The time frames are different…The Dow is a monthly chart going back some 10 years, while Gold is on a weekly basis going back about 3 years…but if you visually trace their movements, the similarity is quite obvious…Perhaps this is coincidental, but there is also the distinct possibility, that, after a very long period of new all time highs being rejected many times, when each of these markets finally did break free into new highs, what was created was that final “unanimous certainty” by the masses of each market being a “buy”; this doesn’t mean they have to think it’s a buy right now (after jumping $200 in the last 7 weeks, it would obviously have many traders calling it “overbought”), but they DO all finally get on board with the story, and they all DO consider any downward movement as a “retracement”, an opportunity to “buy” (ESPECIALLY when they hear stuff like the GOVERNMENT OF INDIA just bought 200 tons and are wanting 200 more!)….when it fact, the whole game is actually over and the gold market may actually be heading back to $500-$600 an ounce…Hoards of investors will sit on the ETF’s, gold stocks and/or coins they buy as the market dribbles lower, thinking this is only a “pullback” in a bull market because the all the opinion out there makes so much sense…But unfortunately, the “pullback” will turn into something far, far nastier than they’d ever imagined…

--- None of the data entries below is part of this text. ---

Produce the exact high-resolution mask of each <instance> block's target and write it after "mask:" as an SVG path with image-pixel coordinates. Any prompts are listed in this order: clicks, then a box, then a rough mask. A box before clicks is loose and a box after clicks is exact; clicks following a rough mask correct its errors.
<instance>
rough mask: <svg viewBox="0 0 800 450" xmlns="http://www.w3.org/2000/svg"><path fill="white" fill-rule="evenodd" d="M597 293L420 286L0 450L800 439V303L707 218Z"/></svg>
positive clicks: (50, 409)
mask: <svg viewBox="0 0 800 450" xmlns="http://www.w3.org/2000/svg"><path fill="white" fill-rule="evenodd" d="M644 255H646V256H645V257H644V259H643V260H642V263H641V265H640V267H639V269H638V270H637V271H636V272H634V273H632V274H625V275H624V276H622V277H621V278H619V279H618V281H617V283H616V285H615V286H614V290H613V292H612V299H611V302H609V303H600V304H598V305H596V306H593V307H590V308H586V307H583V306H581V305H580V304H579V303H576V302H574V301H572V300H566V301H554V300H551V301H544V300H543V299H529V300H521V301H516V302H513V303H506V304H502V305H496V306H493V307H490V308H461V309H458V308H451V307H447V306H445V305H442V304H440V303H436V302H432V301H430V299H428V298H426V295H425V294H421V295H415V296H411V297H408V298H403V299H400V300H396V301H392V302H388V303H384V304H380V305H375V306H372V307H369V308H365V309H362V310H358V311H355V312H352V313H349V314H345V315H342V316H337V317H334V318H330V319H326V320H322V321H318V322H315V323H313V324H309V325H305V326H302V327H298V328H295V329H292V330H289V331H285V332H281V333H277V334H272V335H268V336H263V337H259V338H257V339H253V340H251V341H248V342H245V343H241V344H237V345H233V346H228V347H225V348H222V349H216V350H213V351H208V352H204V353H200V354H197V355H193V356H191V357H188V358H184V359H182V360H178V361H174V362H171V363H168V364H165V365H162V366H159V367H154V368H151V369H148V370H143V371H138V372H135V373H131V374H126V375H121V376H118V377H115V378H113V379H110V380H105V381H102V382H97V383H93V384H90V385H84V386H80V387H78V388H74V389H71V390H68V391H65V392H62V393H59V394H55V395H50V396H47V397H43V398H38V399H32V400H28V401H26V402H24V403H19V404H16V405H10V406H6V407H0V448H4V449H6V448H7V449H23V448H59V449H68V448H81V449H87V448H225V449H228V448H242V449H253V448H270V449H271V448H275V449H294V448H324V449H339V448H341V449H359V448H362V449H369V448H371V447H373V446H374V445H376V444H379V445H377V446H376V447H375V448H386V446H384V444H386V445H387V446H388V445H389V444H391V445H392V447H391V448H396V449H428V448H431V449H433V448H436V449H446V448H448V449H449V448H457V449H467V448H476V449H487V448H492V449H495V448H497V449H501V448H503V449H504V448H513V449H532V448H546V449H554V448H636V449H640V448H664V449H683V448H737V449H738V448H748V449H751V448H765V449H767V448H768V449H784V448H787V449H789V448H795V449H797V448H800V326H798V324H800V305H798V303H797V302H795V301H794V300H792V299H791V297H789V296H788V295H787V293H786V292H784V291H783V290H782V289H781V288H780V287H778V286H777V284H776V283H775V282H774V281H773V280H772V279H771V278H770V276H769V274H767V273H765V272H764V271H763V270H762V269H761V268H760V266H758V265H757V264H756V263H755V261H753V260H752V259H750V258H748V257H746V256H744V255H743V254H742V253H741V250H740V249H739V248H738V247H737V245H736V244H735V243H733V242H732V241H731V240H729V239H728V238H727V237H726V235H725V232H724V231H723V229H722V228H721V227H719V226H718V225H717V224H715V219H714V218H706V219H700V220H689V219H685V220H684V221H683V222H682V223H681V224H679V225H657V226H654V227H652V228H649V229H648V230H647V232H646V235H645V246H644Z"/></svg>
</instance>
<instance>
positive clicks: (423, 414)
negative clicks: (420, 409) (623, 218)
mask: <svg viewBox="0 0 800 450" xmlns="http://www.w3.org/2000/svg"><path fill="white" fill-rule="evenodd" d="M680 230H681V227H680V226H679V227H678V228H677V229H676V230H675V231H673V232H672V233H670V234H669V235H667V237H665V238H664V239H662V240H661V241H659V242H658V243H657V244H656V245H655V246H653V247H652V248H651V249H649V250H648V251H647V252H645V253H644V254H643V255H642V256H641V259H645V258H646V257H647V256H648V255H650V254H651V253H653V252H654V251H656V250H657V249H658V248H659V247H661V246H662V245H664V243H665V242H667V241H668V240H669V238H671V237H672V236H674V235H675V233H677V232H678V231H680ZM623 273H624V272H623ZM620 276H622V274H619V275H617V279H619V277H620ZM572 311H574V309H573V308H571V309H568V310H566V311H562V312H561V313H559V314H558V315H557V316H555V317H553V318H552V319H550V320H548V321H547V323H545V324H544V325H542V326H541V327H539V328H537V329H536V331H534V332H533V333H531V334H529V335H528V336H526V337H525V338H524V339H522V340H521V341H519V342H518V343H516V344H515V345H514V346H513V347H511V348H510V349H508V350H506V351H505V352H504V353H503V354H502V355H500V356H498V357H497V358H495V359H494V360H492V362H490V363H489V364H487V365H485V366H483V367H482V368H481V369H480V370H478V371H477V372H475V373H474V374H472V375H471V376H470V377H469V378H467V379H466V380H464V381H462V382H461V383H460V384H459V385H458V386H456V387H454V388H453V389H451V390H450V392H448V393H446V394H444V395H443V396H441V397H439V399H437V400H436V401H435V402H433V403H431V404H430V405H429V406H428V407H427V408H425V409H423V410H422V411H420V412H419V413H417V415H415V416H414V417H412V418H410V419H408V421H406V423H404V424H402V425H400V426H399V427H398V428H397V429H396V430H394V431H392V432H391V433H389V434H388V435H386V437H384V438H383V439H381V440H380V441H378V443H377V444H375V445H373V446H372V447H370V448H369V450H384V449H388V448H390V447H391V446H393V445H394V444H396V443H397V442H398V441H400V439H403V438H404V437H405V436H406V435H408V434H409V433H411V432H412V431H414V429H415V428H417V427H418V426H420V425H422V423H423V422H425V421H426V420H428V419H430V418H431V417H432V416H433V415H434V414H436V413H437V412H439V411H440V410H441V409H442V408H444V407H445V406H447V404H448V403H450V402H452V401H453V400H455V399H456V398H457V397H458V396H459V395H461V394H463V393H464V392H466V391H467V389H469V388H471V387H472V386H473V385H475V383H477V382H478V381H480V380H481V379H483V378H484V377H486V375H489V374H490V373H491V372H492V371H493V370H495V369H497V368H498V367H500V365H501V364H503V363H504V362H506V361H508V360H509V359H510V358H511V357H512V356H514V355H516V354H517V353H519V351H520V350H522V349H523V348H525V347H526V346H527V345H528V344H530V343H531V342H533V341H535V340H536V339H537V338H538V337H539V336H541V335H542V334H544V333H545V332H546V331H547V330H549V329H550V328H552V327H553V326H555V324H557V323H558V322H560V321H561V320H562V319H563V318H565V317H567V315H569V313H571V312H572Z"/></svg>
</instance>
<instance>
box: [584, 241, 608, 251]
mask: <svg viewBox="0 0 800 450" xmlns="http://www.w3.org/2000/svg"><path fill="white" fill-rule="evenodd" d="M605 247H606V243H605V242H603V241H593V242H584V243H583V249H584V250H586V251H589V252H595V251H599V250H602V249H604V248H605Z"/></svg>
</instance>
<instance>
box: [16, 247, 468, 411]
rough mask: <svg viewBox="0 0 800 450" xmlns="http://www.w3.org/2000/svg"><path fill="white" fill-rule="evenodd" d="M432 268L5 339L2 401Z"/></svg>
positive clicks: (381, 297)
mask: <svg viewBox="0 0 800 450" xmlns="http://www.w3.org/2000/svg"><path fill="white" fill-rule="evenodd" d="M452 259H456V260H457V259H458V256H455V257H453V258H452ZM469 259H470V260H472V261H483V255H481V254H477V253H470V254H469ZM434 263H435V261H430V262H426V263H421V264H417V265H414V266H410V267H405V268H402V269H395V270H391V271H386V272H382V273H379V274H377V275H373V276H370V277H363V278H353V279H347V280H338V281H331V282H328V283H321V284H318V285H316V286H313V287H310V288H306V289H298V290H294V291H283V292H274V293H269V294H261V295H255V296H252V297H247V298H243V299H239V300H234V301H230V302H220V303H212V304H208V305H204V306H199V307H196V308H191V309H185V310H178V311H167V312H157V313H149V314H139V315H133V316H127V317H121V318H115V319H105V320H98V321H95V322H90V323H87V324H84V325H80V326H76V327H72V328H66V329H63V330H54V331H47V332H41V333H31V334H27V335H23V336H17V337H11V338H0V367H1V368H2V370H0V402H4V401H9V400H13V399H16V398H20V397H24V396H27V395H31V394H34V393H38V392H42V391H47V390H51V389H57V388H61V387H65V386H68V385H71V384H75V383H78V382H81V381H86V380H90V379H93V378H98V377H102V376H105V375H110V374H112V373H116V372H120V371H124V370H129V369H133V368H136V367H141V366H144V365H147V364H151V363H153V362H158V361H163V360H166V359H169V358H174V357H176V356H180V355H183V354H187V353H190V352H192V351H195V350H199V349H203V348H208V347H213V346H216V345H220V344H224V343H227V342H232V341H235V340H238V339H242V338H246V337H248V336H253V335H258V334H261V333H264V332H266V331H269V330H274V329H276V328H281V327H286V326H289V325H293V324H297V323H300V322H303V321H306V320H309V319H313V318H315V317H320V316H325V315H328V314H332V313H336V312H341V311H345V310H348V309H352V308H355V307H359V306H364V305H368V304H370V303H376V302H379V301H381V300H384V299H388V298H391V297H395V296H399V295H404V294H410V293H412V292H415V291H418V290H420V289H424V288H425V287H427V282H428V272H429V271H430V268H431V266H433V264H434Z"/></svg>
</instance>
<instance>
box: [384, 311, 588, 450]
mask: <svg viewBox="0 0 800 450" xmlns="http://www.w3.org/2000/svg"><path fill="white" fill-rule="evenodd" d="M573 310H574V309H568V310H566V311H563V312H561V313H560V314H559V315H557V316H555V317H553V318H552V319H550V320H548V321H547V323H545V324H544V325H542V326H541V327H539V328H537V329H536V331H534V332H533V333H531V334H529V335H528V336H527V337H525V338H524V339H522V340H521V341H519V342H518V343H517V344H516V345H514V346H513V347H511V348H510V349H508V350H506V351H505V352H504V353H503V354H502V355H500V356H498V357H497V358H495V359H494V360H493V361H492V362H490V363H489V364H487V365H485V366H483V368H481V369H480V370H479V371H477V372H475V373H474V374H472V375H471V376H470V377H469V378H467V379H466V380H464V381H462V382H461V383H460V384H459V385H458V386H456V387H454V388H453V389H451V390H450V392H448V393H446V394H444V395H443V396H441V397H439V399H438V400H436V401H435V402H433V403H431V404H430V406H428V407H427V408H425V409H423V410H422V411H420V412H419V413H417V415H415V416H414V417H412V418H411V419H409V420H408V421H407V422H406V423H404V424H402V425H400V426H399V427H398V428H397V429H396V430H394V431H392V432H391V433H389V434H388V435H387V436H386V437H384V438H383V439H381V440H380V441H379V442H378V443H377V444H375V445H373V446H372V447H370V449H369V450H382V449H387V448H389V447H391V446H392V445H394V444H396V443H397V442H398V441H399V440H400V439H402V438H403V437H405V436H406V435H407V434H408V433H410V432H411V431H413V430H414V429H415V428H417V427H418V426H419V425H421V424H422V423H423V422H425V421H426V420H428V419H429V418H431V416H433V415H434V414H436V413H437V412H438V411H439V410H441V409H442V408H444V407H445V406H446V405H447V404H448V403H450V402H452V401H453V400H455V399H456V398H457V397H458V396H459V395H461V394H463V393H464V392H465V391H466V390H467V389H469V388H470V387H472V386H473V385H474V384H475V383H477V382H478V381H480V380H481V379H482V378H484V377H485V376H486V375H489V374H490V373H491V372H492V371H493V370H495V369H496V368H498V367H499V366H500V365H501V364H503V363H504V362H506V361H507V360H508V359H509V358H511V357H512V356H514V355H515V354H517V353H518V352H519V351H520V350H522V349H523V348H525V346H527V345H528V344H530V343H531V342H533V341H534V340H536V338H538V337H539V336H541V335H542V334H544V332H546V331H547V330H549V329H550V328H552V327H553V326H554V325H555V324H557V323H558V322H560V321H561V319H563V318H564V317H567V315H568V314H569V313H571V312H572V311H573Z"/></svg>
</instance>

I don’t know if gold is “done” yet…Per this chart perspective, there is an argument for seeing the market “sit around”  up here for a while (same as the Dow did before it started down),  but I do very much believe the next big percentage move in Gold is on the downside…with a target, for starters, at somewhere around the $750 area.

I do have many more reasons for my opinion other than this amateur chart stuff, but I’ll save them for another day (thank you, Bill). I will quickly note that, more often than not, the money is made in commodities when the investing world is “surprised” in one way or another…And let’s face it, as I’ve said before, when you’ve got hucksters on TV telling you, “Now is the time to buy”, the biggest “surprise”  (to the masses/talking heads) would NOT be gold at $1500…It would be exactly the opposite.